From b34ab0fb13003927c5b6ac5a590e1fb565bd7b45 Mon Sep 17 00:00:00 2001
From: Simon Redman <simon@ergotech.com>
Date: Sun, 1 Feb 2026 15:40:42 -0500
Subject: [PATCH 1/5] Add test for ggml_vk_buffer_from_host_ptr

---
 ggml/src/ggml-vulkan/ggml-vulkan.cpp | 89 ++++++++++++++++++++++++++++
 1 file changed, 89 insertions(+)
diff --git a/ggml/src/ggml-vulkan/ggml-vulkan.cpp b/ggml/src/ggml-vulkan/ggml-vulkan.cpp
index a99375c088..b59ff6ba1b 100644
--- a/ggml/src/ggml-vulkan/ggml-vulkan.cpp
+++ b/ggml/src/ggml-vulkan/ggml-vulkan.cpp
@@ -4484,6 +4484,8 @@ static void ggml_vk_load_shaders(vk_device& device) {
 
 static bool ggml_vk_khr_cooperative_matrix_support(const vk::PhysicalDeviceProperties& props, const vk::PhysicalDeviceDriverProperties& driver_props, vk_device_architecture arch);
 
+static void ggml_vk_test_single_device_buffer_from_host_ptr(vk_device& device);
+
 static vk_device ggml_vk_get_device(size_t idx) {
     VK_LOG_DEBUG("ggml_vk_get_device(" << idx << ")");
 
@@ -5243,6 +5245,10 @@ static vk_device ggml_vk_get_device(size_t idx) {
         return device;
     }
 
+    #if defined(GGML_VULKAN_RUN_TESTS)
+    ggml_vk_test_single_device_buffer_from_host_ptr(vk_instance.devices[idx]);
+    #endif
+
     return vk_instance.devices[idx];
 }
 
@@ -15068,6 +15074,89 @@ static vk_buffer ggml_vk_buffer_from_host_ptr(vk_device & device, void * ptr, si
     return buf;
 }
 
+static void ggml_vk_test_single_device_buffer_from_host_ptr(vk_device& device) {
+    static std::vector<vk_device> tested_devices;
+    if (std::find(tested_devices.begin(), tested_devices.end(), device) == tested_devices.end()) {
+        tested_devices.push_back(device);
+    } else{
+        return; // Already tested this device, skip
+    }
+
+    VK_LOG_DEBUG("ggml_vk_test_single_device_external_memory(" << device->name << ") - Single-device external host memory test");
+
+    const size_t test_buffer_size = 1024 * 1024; // 1 MB
+    const size_t test_buffer_ne = test_buffer_size / sizeof(float);
+
+    // Get required alignment for external memory
+    const vk::DeviceSize min_alignment = device->physical_device.getProperties2<vk::PhysicalDeviceProperties2, vk::PhysicalDeviceExternalMemoryHostPropertiesEXT>().get<vk::PhysicalDeviceExternalMemoryHostPropertiesEXT>().minImportedHostPointerAlignment;
+
+    // Allocate aligned host memory using aligned_alloc (C11/POSIX)

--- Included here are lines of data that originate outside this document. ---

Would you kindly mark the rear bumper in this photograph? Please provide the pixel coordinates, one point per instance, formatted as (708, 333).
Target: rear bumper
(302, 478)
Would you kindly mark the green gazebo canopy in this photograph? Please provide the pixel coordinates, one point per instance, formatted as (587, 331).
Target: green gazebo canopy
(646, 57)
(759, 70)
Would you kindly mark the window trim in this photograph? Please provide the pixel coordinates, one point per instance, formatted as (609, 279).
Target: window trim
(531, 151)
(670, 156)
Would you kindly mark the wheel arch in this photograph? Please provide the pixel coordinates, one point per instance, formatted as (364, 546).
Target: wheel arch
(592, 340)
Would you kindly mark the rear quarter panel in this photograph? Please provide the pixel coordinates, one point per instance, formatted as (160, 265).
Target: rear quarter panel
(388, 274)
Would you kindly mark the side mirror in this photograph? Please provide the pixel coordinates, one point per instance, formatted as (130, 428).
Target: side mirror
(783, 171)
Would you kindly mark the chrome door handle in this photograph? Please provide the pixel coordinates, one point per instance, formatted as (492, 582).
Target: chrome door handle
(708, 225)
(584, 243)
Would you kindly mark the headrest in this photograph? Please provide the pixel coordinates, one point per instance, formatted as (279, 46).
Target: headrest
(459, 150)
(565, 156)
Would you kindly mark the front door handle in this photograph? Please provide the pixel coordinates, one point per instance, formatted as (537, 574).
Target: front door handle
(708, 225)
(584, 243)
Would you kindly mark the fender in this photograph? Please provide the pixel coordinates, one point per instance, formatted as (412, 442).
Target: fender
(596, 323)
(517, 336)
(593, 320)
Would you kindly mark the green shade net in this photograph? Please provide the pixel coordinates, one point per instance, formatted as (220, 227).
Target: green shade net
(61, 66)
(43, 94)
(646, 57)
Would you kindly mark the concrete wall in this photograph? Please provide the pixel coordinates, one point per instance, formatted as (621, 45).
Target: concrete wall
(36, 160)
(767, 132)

+    // Note: aligned_alloc requires size to be a multiple of alignment
+    const size_t aligned_size = ((test_buffer_size + min_alignment - 1) / min_alignment) * min_alignment;
+
+    VK_LOG_DEBUG("ggml_vk_test_single_device_external_memory: min_alignment = " << min_alignment << ", aligned_size = " << aligned_size);
+
+    // Initialize host memory, which we will use as input to the device
+    auto input_deleter = [](float* p) { free(p); };
+    std::unique_ptr<float[], decltype(input_deleter)> input_host_memory(
+        static_cast<float*>(aligned_alloc(min_alignment, aligned_size)),
+        input_deleter
+    );
+    for (size_t i = 0; i < test_buffer_ne; i++) {
+        input_host_memory[i] = static_cast<float>(i);
+    }
+
+    // Initialize destination host memory, which we will use to verify results
+    auto result_deleter = [](float* p) { free(p); };
+    std::unique_ptr<float[], decltype(result_deleter)> result_host_memory(
+        static_cast<float*>(aligned_alloc(min_alignment, aligned_size)),
+        result_deleter
+    );
+    for (size_t i = 0; i < test_buffer_ne; i++) {
+        result_host_memory[i] = 0.0f; // Ensure we know the original contents
+    }
+
+    // Allocate an operation on-device destination buffer
+    vk_buffer device_dst_buffer = ggml_vk_create_buffer_device(device, test_buffer_size);
+
+    // Allocate an external memory buffer on device, importing the host memory
+    vk_buffer external_source_buffer = ggml_vk_buffer_from_host_ptr(device, input_host_memory.get(), test_buffer_size);
+
+    // Allocate an external memory buffer on device for the result
+    vk_buffer external_result_buffer = ggml_vk_buffer_from_host_ptr(device, result_host_memory.get(), test_buffer_size);
+
+    vk_context subctx = ggml_vk_create_temporary_context(device->transfer_queue.cmd_pool);
+    ggml_vk_ctx_begin(device, subctx);
+
+    // Submit an operation which we can observe accessing data from the source and moving to dst.
+    // For simplicity, we use a copy operation here, but this could be any compute operation (SUM, MUL_MAT, etc.).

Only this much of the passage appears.